How Big Is the Problem?
Lack of sleep has been linked to several diseases and chronic conditions prevalent today, including obesity, type 2 diabetes, heart disease and depression. Not getting enough quality sleep can also lead to injuries and disabilities caused by accidents on the road and at work. For all these reasons, quality sleep matters to our health in significant ways. The CDC reports that more than a third of American adults state they are not getting sufficient sleep on a regular basis – what they refer to as a public health epidemic. The National Sleep Foundation states that, despite sleeping within the recommended number of hours a night, 35% of Americans report their sleep quality as “poor” or “only fair.” And a leading consumer magazine found that 27% of adults say they have trouble falling or staying asleep most nights, and an overwhelming 68% say they struggle with sleep at least once a week. Sleep Number has identified ways to help combat struggles with falling asleep and staying asleep by developing groundbreaking new technologies, such as allowing you to warm your feet on either side to help you fall asleep faster and smart bed technology that responds to a sleeper's movements and effortlessly adjusts comfort and support to help keep them asleep. When it comes to how couples sleep, one of the largest factors is sleep temperature.
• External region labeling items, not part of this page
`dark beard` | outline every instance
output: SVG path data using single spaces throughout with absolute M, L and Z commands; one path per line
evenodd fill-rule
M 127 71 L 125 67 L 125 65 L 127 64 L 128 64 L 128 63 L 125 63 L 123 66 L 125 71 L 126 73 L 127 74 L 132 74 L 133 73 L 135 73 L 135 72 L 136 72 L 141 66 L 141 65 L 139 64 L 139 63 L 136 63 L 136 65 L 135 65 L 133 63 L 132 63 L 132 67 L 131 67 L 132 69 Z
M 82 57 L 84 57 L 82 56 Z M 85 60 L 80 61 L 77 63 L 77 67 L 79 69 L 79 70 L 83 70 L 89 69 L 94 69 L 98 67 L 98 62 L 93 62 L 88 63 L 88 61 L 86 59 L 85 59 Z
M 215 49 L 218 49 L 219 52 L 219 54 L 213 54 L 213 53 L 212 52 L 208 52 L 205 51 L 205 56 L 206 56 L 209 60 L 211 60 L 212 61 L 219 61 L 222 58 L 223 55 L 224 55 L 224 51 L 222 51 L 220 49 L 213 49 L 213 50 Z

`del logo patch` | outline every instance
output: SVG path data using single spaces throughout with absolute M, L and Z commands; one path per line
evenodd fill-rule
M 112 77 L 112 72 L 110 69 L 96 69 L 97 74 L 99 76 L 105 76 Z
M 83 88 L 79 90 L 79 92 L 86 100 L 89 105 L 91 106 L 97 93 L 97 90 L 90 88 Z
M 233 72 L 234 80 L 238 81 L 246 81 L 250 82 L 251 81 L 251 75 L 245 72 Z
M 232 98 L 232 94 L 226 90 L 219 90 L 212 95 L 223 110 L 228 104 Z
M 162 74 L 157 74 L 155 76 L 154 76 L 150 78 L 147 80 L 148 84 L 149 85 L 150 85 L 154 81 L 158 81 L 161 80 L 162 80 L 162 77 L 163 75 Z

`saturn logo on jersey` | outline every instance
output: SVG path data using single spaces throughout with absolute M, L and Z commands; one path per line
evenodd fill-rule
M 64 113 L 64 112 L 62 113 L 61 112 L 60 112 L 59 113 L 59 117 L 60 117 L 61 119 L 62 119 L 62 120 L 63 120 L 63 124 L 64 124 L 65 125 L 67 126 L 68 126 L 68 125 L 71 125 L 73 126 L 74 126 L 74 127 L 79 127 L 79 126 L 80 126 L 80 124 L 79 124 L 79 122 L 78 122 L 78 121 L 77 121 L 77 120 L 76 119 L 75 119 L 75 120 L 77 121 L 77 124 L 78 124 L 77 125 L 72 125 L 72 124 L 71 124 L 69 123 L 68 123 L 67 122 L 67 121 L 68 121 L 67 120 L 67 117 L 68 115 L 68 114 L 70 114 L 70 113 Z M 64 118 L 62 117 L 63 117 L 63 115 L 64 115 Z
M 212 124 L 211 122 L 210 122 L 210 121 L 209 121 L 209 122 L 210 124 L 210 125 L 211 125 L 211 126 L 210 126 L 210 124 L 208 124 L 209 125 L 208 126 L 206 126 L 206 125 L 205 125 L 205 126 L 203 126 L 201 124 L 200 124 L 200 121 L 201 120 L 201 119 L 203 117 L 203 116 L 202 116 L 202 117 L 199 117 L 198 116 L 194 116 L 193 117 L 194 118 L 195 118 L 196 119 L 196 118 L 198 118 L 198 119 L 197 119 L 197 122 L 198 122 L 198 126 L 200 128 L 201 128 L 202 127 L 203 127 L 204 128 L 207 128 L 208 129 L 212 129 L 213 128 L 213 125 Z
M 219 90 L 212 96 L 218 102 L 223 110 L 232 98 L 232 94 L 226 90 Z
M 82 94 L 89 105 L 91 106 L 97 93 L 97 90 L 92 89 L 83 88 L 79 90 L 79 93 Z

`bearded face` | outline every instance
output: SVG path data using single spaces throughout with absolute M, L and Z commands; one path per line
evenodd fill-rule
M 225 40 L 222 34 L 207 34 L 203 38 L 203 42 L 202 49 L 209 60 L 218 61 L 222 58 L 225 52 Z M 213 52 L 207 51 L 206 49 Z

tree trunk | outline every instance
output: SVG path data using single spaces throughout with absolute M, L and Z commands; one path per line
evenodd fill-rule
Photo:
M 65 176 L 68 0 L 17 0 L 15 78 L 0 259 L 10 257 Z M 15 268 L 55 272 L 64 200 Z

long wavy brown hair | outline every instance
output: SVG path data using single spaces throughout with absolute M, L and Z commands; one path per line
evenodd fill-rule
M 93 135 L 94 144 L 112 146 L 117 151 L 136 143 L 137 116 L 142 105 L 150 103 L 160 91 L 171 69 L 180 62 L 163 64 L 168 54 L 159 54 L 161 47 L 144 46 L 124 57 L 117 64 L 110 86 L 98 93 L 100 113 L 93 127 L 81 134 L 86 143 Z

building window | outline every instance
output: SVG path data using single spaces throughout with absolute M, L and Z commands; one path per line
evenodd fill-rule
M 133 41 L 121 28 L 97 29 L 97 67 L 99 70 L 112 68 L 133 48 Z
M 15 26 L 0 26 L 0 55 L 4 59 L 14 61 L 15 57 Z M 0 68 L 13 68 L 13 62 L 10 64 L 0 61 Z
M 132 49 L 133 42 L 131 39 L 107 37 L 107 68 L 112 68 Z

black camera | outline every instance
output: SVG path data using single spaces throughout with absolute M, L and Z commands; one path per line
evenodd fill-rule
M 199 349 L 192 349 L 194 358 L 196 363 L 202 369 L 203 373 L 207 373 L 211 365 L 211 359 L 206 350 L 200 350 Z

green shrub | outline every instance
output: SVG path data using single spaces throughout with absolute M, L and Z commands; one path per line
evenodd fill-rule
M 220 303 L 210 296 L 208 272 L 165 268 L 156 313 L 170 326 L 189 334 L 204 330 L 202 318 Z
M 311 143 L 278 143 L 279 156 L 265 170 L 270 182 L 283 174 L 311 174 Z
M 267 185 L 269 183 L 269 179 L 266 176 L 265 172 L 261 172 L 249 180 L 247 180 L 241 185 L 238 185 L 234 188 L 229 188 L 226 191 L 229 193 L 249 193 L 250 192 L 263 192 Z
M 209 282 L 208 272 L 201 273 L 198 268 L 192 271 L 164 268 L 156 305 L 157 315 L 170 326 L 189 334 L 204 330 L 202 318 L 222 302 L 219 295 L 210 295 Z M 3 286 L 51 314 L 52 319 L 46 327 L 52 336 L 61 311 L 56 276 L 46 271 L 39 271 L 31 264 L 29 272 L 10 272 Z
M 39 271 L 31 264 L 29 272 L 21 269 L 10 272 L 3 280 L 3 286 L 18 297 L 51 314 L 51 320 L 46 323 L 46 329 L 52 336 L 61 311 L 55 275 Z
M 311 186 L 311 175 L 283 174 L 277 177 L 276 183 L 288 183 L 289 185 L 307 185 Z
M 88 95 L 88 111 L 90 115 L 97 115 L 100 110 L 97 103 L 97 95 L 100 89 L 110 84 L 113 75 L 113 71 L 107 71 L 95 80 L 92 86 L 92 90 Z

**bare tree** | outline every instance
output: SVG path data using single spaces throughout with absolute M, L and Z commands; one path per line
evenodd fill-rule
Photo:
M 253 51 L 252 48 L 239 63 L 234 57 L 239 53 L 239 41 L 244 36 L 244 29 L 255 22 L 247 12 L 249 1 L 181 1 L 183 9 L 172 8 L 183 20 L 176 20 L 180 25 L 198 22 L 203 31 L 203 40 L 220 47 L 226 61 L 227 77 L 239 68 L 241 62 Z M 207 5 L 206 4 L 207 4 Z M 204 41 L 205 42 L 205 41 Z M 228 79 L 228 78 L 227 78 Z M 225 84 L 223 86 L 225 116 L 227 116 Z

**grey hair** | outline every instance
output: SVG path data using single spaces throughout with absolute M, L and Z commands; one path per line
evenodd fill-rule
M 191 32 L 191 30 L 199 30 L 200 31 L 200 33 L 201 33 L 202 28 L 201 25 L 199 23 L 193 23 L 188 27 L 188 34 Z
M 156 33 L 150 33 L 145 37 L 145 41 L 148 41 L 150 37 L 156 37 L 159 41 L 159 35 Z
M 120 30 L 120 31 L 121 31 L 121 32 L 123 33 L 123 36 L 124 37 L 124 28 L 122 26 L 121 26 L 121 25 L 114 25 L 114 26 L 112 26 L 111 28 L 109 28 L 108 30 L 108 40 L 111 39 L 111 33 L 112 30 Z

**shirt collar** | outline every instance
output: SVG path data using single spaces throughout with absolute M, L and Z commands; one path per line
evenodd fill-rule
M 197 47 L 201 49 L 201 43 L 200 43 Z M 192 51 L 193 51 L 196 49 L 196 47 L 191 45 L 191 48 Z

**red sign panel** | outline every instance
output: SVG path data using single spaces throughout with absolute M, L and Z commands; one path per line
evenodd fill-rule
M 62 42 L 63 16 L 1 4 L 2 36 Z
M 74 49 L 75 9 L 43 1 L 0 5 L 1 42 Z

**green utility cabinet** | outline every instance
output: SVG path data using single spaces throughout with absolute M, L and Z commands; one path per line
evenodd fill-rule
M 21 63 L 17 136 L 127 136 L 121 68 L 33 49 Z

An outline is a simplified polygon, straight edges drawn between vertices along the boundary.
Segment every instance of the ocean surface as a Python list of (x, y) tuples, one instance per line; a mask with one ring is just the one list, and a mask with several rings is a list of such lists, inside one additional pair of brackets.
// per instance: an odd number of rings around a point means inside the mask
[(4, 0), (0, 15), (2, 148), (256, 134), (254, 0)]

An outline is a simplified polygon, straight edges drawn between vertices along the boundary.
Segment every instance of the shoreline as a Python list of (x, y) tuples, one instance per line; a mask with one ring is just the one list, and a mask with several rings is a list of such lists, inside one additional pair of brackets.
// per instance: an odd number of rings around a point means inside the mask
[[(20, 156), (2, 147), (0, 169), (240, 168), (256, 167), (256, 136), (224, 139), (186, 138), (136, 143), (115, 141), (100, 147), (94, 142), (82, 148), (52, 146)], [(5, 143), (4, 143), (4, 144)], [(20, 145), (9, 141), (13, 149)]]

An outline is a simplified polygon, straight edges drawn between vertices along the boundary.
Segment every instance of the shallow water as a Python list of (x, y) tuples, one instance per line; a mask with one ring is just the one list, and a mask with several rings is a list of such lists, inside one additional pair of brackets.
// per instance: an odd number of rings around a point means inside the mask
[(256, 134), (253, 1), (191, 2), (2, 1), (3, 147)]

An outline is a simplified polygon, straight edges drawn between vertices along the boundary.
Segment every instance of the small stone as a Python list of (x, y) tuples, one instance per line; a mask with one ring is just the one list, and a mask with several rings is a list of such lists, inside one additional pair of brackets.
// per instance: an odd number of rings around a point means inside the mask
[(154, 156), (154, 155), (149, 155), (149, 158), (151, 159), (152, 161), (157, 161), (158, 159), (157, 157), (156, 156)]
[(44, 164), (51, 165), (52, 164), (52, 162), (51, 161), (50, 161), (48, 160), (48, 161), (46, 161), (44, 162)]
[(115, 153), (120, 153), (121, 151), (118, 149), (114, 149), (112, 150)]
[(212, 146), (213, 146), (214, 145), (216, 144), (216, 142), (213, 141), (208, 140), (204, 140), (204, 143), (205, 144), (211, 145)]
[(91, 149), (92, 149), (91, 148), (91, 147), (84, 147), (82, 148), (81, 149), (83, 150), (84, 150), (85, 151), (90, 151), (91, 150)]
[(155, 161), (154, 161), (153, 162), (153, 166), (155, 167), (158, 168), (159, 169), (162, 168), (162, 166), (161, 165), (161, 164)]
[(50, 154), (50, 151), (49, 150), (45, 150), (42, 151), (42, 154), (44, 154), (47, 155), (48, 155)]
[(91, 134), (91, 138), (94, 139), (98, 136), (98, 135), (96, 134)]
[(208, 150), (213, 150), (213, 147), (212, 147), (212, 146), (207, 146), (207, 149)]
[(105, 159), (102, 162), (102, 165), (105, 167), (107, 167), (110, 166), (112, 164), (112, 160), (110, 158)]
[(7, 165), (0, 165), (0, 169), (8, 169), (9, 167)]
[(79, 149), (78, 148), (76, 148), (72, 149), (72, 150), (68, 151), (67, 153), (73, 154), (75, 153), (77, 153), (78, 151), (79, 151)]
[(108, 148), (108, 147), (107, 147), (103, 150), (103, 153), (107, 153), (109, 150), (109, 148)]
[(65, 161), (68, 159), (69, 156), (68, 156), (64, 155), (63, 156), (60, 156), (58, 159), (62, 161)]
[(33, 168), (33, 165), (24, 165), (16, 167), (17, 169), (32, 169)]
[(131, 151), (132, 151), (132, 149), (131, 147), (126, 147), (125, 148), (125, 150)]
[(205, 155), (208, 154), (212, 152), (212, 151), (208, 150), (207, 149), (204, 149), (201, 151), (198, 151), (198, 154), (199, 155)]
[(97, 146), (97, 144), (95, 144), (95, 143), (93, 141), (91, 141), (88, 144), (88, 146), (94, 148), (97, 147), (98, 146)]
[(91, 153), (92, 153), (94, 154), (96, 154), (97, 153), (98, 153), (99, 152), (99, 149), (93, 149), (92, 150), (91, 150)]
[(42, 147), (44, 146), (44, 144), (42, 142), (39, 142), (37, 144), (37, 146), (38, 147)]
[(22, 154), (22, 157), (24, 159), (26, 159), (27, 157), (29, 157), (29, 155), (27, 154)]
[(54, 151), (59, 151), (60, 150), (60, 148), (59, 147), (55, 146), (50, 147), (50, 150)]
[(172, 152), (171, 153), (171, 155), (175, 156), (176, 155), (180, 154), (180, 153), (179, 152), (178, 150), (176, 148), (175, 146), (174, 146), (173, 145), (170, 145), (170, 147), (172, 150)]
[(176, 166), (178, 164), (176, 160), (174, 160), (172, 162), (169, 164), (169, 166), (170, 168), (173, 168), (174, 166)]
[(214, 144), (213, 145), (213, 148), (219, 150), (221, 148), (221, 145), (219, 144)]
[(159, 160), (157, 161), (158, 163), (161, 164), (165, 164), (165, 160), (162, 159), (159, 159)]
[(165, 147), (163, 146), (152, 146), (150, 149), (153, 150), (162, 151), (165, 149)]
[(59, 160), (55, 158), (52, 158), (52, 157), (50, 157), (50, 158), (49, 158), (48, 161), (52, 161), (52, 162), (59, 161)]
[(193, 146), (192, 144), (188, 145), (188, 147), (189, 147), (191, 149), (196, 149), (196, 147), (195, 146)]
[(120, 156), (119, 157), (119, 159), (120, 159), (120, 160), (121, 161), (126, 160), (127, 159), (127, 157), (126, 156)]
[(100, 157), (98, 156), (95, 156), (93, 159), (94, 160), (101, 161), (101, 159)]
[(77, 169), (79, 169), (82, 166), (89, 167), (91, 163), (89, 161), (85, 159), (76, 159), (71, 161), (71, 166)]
Eighty-three percent of couples report one or both partners sleep too hot or cold.* Again, Sleep Number has been at the forefront in temperature balancing technologies and breathable fabrics in order to alleviate this issue. Along with many other health-related benefits of the Sleep Number 360® smart bed, when compared against self-reported hours of sleep from a general population survey, our SleepIQ® data shows us that, on average, Sleep Number sleepers are getting almost an hour’s more sleep per night than the average sleeper.†
*Results from a 2020 Sleep Number survey of 1,004 respondents who reported they or their partner sometimes sleep too hot or too cold.
†Based on self-reported hours of sleep from a general population survey compared to our SleepIQ® data.